The whitespace is ignored if the field type is an integer but not if it's text.

As shown previously, when writing a composite value, you can use double quotes around any individual field value. You must do so if the field value would otherwise confuse the composite-value parser. In particular, fields containing parentheses, commas, double quotes, or backslashes must be double-quoted. To put a double quote or backslash in a quoted composite field value, precede it with a backslash. Also, a pair of double quotes within a double-quoted field value is taken to represent a double-quote character, analogous to the rules for single quotes in SQL literal strings. Alternatively, you can avoid quoting and use backslash-escaping to protect all data characters that would otherwise be taken as composite syntax.

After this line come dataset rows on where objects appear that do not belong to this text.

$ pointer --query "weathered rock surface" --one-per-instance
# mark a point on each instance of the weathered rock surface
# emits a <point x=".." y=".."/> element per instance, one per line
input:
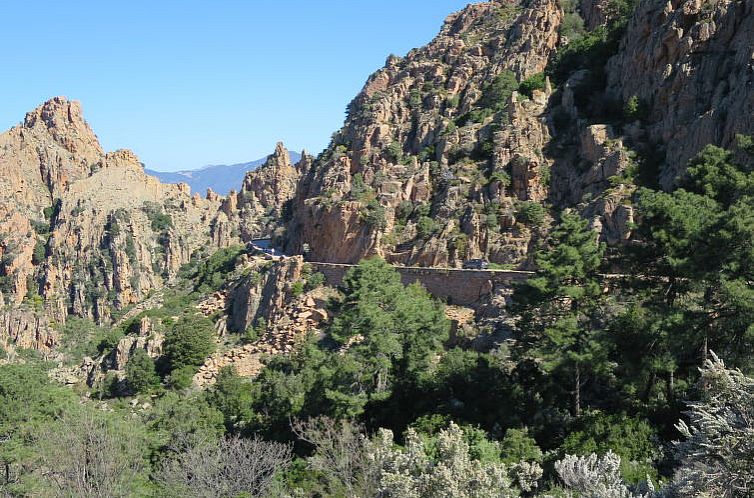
<point x="262" y="294"/>
<point x="691" y="65"/>
<point x="26" y="329"/>
<point x="83" y="231"/>
<point x="411" y="150"/>
<point x="266" y="194"/>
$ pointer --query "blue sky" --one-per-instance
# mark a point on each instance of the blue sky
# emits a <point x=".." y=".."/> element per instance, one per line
<point x="186" y="83"/>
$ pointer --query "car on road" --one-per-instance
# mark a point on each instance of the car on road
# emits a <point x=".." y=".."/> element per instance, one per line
<point x="476" y="264"/>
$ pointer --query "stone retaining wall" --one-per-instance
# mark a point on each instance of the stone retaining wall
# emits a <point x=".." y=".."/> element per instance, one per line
<point x="460" y="287"/>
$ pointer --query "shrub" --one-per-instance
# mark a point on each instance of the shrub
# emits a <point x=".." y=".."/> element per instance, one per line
<point x="531" y="213"/>
<point x="426" y="226"/>
<point x="375" y="215"/>
<point x="535" y="82"/>
<point x="189" y="342"/>
<point x="140" y="372"/>
<point x="39" y="254"/>
<point x="314" y="281"/>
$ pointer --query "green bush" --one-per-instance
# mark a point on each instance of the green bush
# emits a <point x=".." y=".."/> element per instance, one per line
<point x="375" y="215"/>
<point x="181" y="378"/>
<point x="140" y="372"/>
<point x="39" y="254"/>
<point x="189" y="342"/>
<point x="534" y="82"/>
<point x="518" y="446"/>
<point x="531" y="213"/>
<point x="426" y="226"/>
<point x="314" y="281"/>
<point x="631" y="438"/>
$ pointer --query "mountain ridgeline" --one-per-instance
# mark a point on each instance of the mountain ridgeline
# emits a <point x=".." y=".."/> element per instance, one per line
<point x="219" y="178"/>
<point x="606" y="147"/>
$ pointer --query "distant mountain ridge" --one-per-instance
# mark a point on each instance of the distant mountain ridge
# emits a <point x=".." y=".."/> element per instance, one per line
<point x="221" y="178"/>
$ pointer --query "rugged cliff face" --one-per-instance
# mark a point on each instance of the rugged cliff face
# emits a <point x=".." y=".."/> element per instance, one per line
<point x="439" y="150"/>
<point x="454" y="151"/>
<point x="690" y="64"/>
<point x="266" y="193"/>
<point x="84" y="232"/>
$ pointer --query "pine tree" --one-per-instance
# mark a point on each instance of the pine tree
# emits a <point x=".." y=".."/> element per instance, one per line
<point x="560" y="305"/>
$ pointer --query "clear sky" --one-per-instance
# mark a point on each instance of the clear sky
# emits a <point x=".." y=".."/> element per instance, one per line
<point x="185" y="83"/>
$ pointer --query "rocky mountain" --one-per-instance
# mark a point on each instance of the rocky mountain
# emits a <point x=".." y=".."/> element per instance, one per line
<point x="220" y="178"/>
<point x="87" y="233"/>
<point x="453" y="151"/>
<point x="465" y="148"/>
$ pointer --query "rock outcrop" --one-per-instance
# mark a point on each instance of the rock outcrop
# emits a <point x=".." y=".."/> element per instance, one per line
<point x="266" y="194"/>
<point x="83" y="231"/>
<point x="690" y="64"/>
<point x="263" y="293"/>
<point x="416" y="174"/>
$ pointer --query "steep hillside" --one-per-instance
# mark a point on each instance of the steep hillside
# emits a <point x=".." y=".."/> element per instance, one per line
<point x="420" y="173"/>
<point x="459" y="149"/>
<point x="89" y="233"/>
<point x="220" y="178"/>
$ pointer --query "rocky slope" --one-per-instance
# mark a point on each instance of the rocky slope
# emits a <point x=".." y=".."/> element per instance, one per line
<point x="220" y="178"/>
<point x="691" y="65"/>
<point x="87" y="233"/>
<point x="443" y="153"/>
<point x="438" y="150"/>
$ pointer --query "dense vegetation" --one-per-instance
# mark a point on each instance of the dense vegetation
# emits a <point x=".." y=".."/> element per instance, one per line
<point x="598" y="386"/>
<point x="585" y="398"/>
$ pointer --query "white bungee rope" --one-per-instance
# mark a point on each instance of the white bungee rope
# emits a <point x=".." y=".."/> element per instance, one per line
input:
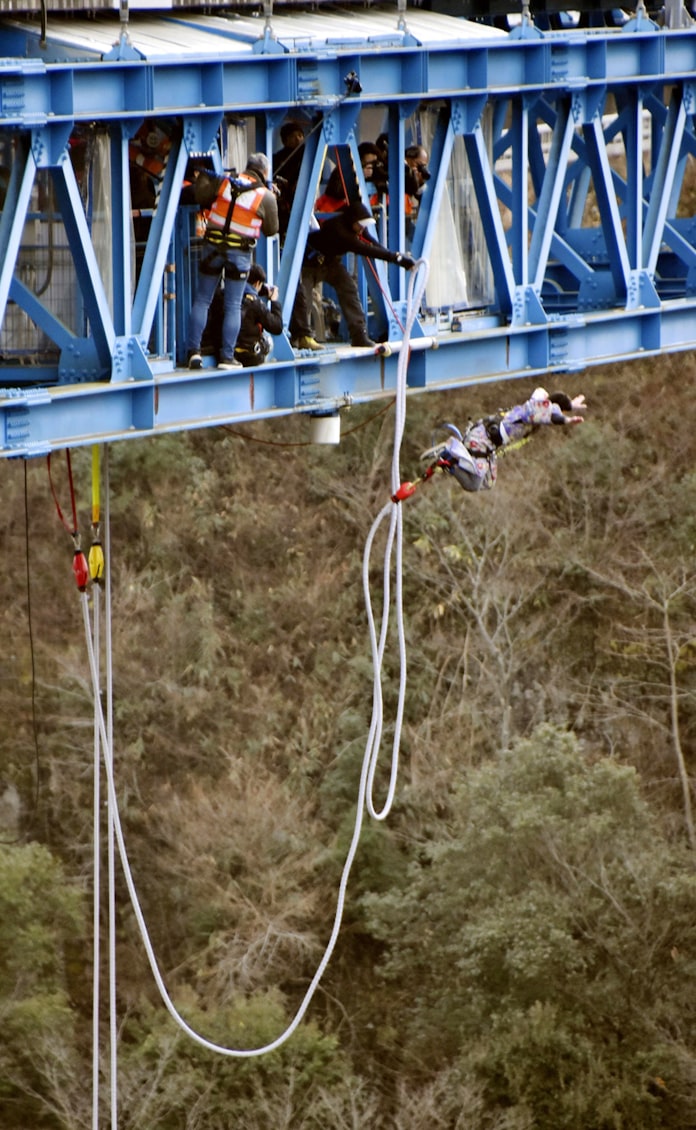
<point x="417" y="283"/>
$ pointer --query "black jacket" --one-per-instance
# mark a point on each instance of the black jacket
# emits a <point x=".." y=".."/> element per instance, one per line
<point x="336" y="237"/>
<point x="257" y="316"/>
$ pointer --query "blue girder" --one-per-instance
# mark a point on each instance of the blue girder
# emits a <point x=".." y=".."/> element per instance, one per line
<point x="575" y="146"/>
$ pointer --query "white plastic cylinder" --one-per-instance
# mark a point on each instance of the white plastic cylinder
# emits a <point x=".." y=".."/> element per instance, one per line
<point x="325" y="428"/>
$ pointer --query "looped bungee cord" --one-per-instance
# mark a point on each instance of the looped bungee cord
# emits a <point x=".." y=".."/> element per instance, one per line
<point x="80" y="568"/>
<point x="370" y="759"/>
<point x="394" y="545"/>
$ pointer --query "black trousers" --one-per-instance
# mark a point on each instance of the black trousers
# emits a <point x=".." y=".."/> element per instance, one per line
<point x="333" y="272"/>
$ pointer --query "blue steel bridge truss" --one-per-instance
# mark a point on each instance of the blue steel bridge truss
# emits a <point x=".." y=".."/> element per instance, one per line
<point x="558" y="220"/>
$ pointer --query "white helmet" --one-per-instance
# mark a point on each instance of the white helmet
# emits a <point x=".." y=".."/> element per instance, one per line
<point x="540" y="407"/>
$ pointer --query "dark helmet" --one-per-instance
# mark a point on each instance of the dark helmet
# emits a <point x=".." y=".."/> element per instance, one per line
<point x="258" y="163"/>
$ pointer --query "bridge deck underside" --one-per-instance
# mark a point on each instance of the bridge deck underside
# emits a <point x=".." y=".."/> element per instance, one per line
<point x="558" y="219"/>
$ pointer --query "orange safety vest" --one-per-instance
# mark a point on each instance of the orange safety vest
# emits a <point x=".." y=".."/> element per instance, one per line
<point x="234" y="217"/>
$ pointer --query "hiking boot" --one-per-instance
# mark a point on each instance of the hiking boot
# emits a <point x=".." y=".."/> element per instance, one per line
<point x="309" y="342"/>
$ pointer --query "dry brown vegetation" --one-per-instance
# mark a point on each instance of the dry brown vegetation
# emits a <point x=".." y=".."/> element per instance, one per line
<point x="550" y="655"/>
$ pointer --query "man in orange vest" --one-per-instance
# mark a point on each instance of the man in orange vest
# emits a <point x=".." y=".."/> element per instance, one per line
<point x="240" y="210"/>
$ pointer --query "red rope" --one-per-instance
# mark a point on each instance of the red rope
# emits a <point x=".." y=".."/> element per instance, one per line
<point x="72" y="531"/>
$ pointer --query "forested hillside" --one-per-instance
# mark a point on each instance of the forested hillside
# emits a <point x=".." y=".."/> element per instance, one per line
<point x="518" y="948"/>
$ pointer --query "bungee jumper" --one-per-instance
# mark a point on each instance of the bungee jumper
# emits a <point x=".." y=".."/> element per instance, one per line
<point x="471" y="457"/>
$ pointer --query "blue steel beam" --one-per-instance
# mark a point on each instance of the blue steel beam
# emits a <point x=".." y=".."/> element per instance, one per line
<point x="567" y="295"/>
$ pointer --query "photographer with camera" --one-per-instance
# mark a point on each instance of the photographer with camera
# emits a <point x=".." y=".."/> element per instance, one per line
<point x="261" y="314"/>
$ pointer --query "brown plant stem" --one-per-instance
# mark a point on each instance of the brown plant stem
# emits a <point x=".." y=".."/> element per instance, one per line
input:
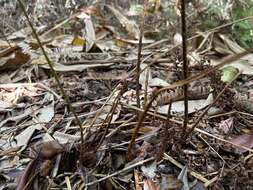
<point x="65" y="97"/>
<point x="178" y="84"/>
<point x="185" y="65"/>
<point x="208" y="107"/>
<point x="138" y="64"/>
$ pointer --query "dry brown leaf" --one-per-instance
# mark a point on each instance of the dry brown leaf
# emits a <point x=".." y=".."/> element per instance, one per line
<point x="130" y="25"/>
<point x="243" y="140"/>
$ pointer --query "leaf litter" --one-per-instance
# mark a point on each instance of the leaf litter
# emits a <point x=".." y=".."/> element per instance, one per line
<point x="95" y="59"/>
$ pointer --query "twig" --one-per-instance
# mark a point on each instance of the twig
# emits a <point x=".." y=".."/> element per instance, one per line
<point x="209" y="106"/>
<point x="177" y="84"/>
<point x="138" y="65"/>
<point x="190" y="126"/>
<point x="165" y="137"/>
<point x="185" y="65"/>
<point x="194" y="174"/>
<point x="121" y="171"/>
<point x="66" y="98"/>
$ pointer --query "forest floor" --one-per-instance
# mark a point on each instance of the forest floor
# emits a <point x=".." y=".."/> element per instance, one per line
<point x="114" y="131"/>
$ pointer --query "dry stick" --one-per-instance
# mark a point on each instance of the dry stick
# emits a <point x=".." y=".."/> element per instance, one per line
<point x="185" y="66"/>
<point x="196" y="129"/>
<point x="66" y="98"/>
<point x="165" y="137"/>
<point x="121" y="171"/>
<point x="138" y="65"/>
<point x="109" y="118"/>
<point x="209" y="106"/>
<point x="178" y="84"/>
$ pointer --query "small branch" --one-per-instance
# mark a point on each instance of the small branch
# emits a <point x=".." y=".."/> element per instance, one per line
<point x="66" y="98"/>
<point x="185" y="65"/>
<point x="178" y="84"/>
<point x="121" y="171"/>
<point x="209" y="106"/>
<point x="138" y="65"/>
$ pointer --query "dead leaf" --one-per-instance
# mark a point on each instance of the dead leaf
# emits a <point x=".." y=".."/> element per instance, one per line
<point x="149" y="185"/>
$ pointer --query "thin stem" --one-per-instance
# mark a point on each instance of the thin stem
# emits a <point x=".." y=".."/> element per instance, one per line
<point x="138" y="65"/>
<point x="65" y="97"/>
<point x="209" y="106"/>
<point x="185" y="65"/>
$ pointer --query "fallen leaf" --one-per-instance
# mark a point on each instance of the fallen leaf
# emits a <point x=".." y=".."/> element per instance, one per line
<point x="243" y="140"/>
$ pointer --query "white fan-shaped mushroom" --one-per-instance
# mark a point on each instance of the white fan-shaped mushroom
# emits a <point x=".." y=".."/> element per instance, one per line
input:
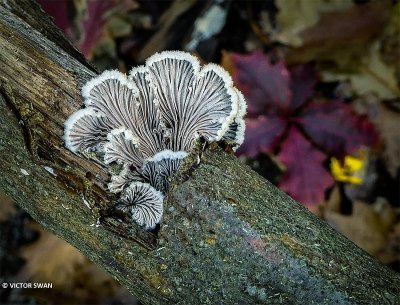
<point x="235" y="132"/>
<point x="86" y="130"/>
<point x="149" y="128"/>
<point x="113" y="95"/>
<point x="122" y="147"/>
<point x="123" y="179"/>
<point x="159" y="169"/>
<point x="192" y="102"/>
<point x="149" y="121"/>
<point x="144" y="203"/>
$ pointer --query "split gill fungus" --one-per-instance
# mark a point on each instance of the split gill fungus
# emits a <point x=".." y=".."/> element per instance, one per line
<point x="148" y="121"/>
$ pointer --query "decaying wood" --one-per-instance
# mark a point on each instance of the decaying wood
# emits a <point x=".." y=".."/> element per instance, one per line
<point x="228" y="236"/>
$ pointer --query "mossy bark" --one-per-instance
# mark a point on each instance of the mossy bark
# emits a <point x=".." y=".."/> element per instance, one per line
<point x="227" y="237"/>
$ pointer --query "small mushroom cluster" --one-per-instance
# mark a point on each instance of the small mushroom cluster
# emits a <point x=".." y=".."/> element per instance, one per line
<point x="148" y="122"/>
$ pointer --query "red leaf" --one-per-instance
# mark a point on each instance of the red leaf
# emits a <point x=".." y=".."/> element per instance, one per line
<point x="85" y="30"/>
<point x="265" y="86"/>
<point x="302" y="84"/>
<point x="336" y="129"/>
<point x="305" y="178"/>
<point x="262" y="135"/>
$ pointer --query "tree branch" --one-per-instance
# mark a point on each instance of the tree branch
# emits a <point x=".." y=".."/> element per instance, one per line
<point x="227" y="237"/>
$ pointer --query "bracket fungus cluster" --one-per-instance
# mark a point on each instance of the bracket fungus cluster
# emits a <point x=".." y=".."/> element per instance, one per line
<point x="148" y="122"/>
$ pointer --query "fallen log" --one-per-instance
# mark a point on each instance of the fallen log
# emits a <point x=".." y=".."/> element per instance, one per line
<point x="228" y="236"/>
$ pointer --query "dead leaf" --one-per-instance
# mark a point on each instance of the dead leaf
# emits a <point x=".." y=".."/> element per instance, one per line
<point x="296" y="16"/>
<point x="368" y="226"/>
<point x="75" y="279"/>
<point x="387" y="121"/>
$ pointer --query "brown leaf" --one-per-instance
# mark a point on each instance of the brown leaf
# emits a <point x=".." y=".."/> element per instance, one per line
<point x="75" y="279"/>
<point x="339" y="32"/>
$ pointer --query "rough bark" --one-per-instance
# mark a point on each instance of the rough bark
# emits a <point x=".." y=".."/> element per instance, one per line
<point x="228" y="236"/>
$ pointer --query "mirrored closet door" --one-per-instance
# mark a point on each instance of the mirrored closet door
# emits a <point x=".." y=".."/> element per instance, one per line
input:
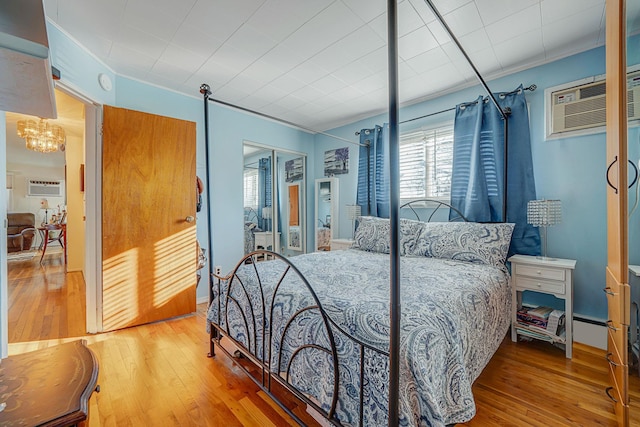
<point x="327" y="213"/>
<point x="274" y="202"/>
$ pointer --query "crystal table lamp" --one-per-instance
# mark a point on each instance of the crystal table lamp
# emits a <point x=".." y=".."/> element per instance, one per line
<point x="543" y="213"/>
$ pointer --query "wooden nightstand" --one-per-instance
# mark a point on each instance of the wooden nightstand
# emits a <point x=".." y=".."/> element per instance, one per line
<point x="548" y="276"/>
<point x="49" y="387"/>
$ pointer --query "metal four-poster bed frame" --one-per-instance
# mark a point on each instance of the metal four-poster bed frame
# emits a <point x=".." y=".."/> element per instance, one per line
<point x="394" y="256"/>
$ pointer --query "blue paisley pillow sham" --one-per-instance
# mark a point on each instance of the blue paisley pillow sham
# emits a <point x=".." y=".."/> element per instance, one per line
<point x="372" y="235"/>
<point x="463" y="241"/>
<point x="466" y="241"/>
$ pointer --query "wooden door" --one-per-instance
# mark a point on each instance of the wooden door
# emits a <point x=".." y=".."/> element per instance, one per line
<point x="617" y="273"/>
<point x="148" y="211"/>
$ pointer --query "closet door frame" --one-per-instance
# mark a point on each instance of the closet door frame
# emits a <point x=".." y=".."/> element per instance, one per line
<point x="617" y="271"/>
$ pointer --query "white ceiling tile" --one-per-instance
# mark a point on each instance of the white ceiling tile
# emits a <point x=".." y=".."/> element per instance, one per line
<point x="216" y="70"/>
<point x="231" y="93"/>
<point x="140" y="41"/>
<point x="408" y="19"/>
<point x="262" y="71"/>
<point x="308" y="72"/>
<point x="348" y="92"/>
<point x="353" y="72"/>
<point x="494" y="10"/>
<point x="172" y="71"/>
<point x="446" y="6"/>
<point x="371" y="83"/>
<point x="423" y="10"/>
<point x="415" y="43"/>
<point x="269" y="19"/>
<point x="486" y="62"/>
<point x="476" y="41"/>
<point x="233" y="58"/>
<point x="269" y="93"/>
<point x="188" y="60"/>
<point x="248" y="39"/>
<point x="329" y="84"/>
<point x="442" y="78"/>
<point x="511" y="53"/>
<point x="332" y="23"/>
<point x="291" y="102"/>
<point x="122" y="55"/>
<point x="428" y="60"/>
<point x="146" y="17"/>
<point x="287" y="84"/>
<point x="521" y="22"/>
<point x="376" y="61"/>
<point x="554" y="35"/>
<point x="463" y="20"/>
<point x="367" y="10"/>
<point x="195" y="40"/>
<point x="553" y="10"/>
<point x="284" y="58"/>
<point x="439" y="32"/>
<point x="352" y="47"/>
<point x="220" y="19"/>
<point x="308" y="93"/>
<point x="453" y="52"/>
<point x="259" y="52"/>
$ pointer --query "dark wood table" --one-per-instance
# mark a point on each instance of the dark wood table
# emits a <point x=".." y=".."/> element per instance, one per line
<point x="49" y="387"/>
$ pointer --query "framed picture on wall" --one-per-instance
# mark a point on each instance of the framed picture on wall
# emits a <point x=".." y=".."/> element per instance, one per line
<point x="336" y="162"/>
<point x="294" y="169"/>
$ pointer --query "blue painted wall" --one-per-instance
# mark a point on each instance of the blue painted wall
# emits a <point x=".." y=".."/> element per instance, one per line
<point x="569" y="169"/>
<point x="228" y="129"/>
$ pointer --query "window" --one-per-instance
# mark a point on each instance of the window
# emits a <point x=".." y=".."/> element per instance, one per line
<point x="251" y="188"/>
<point x="426" y="160"/>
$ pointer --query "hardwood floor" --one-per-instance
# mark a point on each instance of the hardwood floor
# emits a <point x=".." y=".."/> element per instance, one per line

A completely empty field value (no characters at all between the commas or parentheses) represents a NULL. To write a value that's an empty string rather than NULL, write "".

The composite output routine puts double quotes around field values if they're empty strings or contain parentheses, commas, double quotes, backslashes, or white space. Doing so for white space isn't essential but aids legibility. Double quotes and backslashes embedded in field values are doubled.

Note

What you write in a SQL command is first interpreted as a string literal and then as a composite. This behavior doubles the number of backslashes you need, assuming you use escape-string syntax. For example, to insert a text field containing a double quote and a backslash in a composite value, enter:

INSERT ... VALUES ('("\"\\")');

The string-literal processor removes one level of backslashes, so that what arrives at the composite-value parser looks like ("\"\\"). In turn, the string fed to the text data type's input routine becomes "\. If you're working with a data type whose input routine also treated backslashes specially, bytea for example, you might need as many as eight backslashes in the command to get one backslash into the stored composite field. You can use dollar quoting to avoid the need to double backslashes.

Tip

The ROW constructor syntax is usually easier to work with than the composite-literal syntax when writing composite values in SQL commands. In ROW, write individual field values the same way as when they aren't members of a composite.